Generalist or Specialist

Well, I have reached a point in my career (and my life) where I need to have a re-think. I have been working as a data architect covering various asset classes in the financial industries (read: a generalist), gaining respect and reconigition from senior managements and colleagues alike, something that I have found extremely enjoyable and rewarding. 
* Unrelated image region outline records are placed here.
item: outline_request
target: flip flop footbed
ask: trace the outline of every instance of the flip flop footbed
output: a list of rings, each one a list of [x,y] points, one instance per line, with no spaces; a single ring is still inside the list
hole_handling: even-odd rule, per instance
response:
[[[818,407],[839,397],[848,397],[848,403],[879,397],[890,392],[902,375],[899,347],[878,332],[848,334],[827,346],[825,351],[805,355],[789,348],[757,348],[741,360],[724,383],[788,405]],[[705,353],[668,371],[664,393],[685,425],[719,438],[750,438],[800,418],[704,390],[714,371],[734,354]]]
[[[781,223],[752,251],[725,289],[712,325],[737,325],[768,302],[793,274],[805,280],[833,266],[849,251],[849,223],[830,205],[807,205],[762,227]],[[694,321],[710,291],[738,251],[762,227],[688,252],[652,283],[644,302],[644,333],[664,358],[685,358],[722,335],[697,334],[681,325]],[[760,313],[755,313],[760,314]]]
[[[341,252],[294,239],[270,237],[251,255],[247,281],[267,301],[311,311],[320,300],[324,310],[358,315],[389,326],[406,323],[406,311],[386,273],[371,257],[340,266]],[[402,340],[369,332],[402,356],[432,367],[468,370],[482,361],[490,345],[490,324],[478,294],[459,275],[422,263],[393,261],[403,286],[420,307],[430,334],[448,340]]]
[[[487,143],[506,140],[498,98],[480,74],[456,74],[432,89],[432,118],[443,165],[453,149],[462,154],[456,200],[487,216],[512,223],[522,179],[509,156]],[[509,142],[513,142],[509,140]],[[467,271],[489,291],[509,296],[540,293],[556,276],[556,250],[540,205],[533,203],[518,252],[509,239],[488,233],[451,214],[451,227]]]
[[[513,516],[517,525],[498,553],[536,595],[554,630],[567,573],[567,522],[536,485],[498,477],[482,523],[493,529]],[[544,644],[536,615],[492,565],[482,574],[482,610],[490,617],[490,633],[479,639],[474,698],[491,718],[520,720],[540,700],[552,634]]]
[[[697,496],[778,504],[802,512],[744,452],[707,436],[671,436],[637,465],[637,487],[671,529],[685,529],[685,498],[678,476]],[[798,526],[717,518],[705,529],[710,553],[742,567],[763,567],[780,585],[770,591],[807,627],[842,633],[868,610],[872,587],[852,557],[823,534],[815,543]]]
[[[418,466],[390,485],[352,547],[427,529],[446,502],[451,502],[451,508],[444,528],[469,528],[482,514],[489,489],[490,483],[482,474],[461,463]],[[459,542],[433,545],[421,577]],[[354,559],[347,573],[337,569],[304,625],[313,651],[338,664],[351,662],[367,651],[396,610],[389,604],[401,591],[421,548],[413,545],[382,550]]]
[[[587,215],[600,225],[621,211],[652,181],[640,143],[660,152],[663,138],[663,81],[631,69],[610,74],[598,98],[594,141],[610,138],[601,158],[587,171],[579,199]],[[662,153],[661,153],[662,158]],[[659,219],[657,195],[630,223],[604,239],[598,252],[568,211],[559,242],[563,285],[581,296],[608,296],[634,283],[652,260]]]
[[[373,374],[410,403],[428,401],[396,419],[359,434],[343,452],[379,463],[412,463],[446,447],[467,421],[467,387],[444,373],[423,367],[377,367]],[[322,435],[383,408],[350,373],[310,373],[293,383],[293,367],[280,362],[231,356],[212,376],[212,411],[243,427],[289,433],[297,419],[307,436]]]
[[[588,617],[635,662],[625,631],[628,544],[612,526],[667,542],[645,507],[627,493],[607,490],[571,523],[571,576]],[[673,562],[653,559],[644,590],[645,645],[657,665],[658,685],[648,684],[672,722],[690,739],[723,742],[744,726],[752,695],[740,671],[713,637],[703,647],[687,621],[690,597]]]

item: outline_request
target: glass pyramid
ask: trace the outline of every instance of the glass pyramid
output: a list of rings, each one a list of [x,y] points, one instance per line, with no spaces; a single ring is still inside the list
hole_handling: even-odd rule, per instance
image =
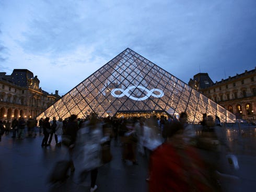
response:
[[[63,96],[41,117],[63,119],[75,114],[85,118],[119,113],[164,111],[171,116],[185,111],[191,123],[203,114],[222,122],[234,122],[235,116],[187,84],[127,48]]]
The irony is, being a generalist, I am supposed to be able to maintain the the big picture, to be able to do pattern matching, to abstract similarities between different business areas, however I feel that in reality, it is not the case. While I can be recognized to be very good, I want to be excellent, I want to be extraordinary. Something is missing. Generalists do not drive innovation and long-term results, specialists do. As an individual looking for career longetivity and personal satisfaction, I am terrified of the prospect of being complacent with being a ‘talented generalist’, knowing a bit of a lot of things, and experts at nothing. The grass is always greener on the other side, they say. Perhaps it’s true, but I am giving it a go.

So! I have decided to hang up my generalist uniform for now, and take a plunge to move to the risk management area within one of the largest banks in the world. I have set myself a 2 year goal, contribute, bring fresh perspective and imagination to the area, while setting a personal target to be a specialist in Risk technologies. With everything that is going with the current economic climate, I can’t think of a more exciting place to be than the area of Financial Risk Management.

In order to become a specialist in Risk-IT, I would need the gain the general knowledge and understanding of risk management  So will that make me a specialist in one hand, and a generalist in others? Doesn’t that beat the purpose of my career change anyway? Am I a generalist becoming a specialist, or a specialist becoming a generalist? I don’t know, and I don’t care. One thing is for sure, I can’t wait to start.

Thursday, April 16th, 2009 at 21:11
  • Nigel
    Apr 16th, 2009 at 21:28 | #1

    I have so many questions and comments about this interesting blog that I don’t know where to start.

    So I will just post one.

    Innovation requires collaboration between previously disconnected areas of expertise. Either across the business ( silo breakdown ) or outside it. There is simply no other way to innovate.

    This requires the kind of thought provoking juxtaposition of specialists that normally only a generalist can orchestrate.

    SO although I accept that expert level ideas need experts - you cant innovate if you just hide in your expert shell.